Yes, indeed Nana failed woefully to push his financial officials to take swift action against NAM1’s Ponzi scheme, but it should be emphasized that he has no hand in the scam.

It may be recalled that the NPP was relentless in blaming the NDC for the DKM debacle just a couple of years ago, so naturally, the Menzgold scandal provides the president’s political opponents the opportunity to pile on, to continuously criticize him in a bid to score political points.

That is understandable. But the criticisms are grossly misplaced. The president should be hit where he is most vulnerable —- the sorry state of the economy.

Ghana is sitting on a ticking time bomb and from all indications, government officials are nonchalant —— they could care less about what could potentially be an explosive situation.

The Menzgold scandal has all the elements of a social revolt; a section of the population is aggrieved, and no one is paying attention to them. Instead, they are being called all kinds of names; gullible, stupid and greedy.

Government officials are especially guilty of blaming the Menzgold customers for investing their fortunes with a smooth talking swindler.

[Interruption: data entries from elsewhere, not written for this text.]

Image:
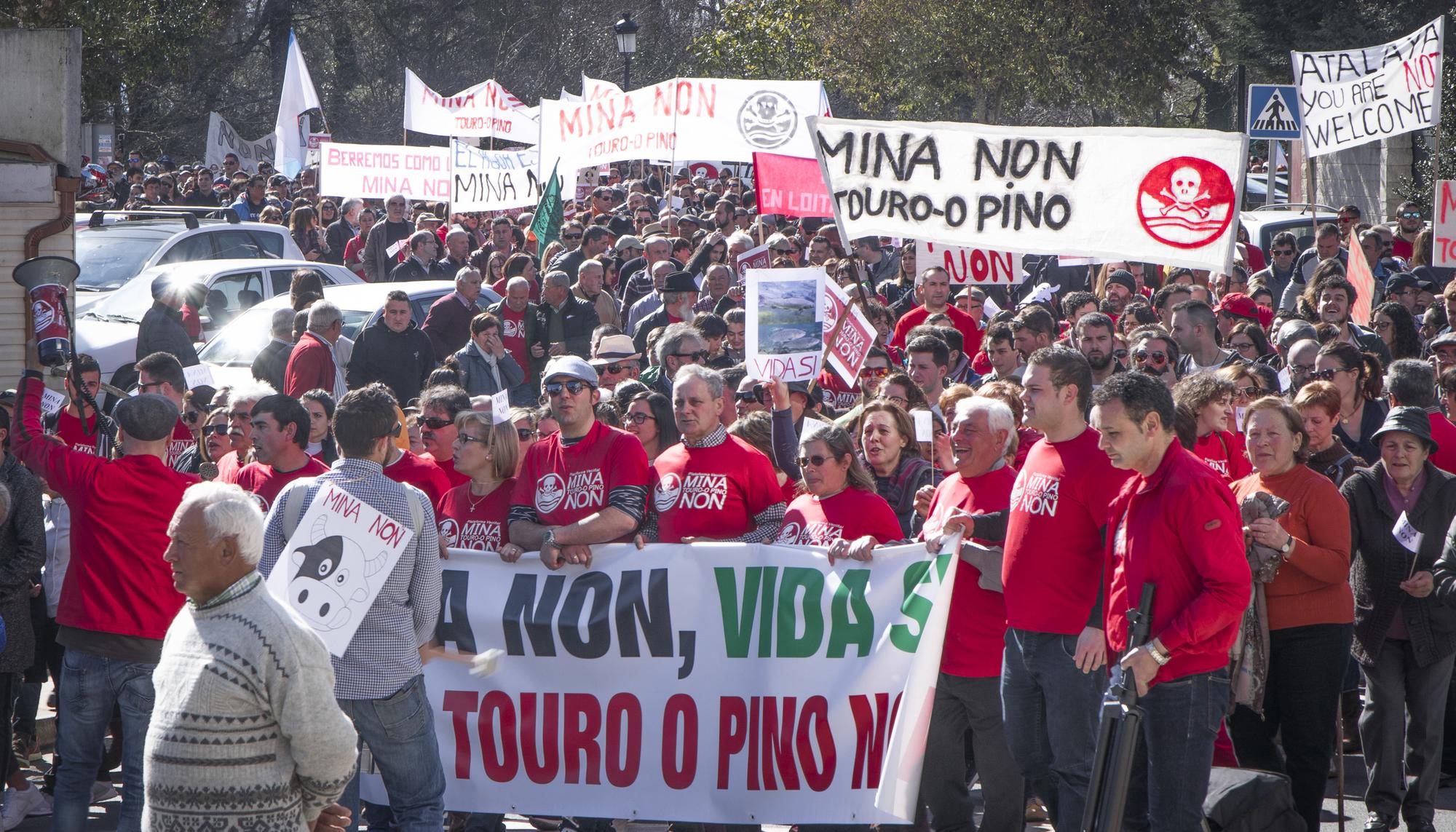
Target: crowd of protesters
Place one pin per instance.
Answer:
(1237, 440)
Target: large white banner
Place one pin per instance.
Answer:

You should have heard the despicable stuff, coming as it were, from the information minister, Mr. Oppong Nkrumah. This shameful act of indifference ought to stop.

Instead of raining insults on a group of citizens who committed a fundamental error in judgment, Mr. Nkrumah should be advising the president to come out with mechanisms that would set in motion efforts to retrieve some of the huge amounts of money lost to Menzgold.

The tragic saga of Menzgold should be kept alive and talked about before authorities go to sleep and forget about it completely.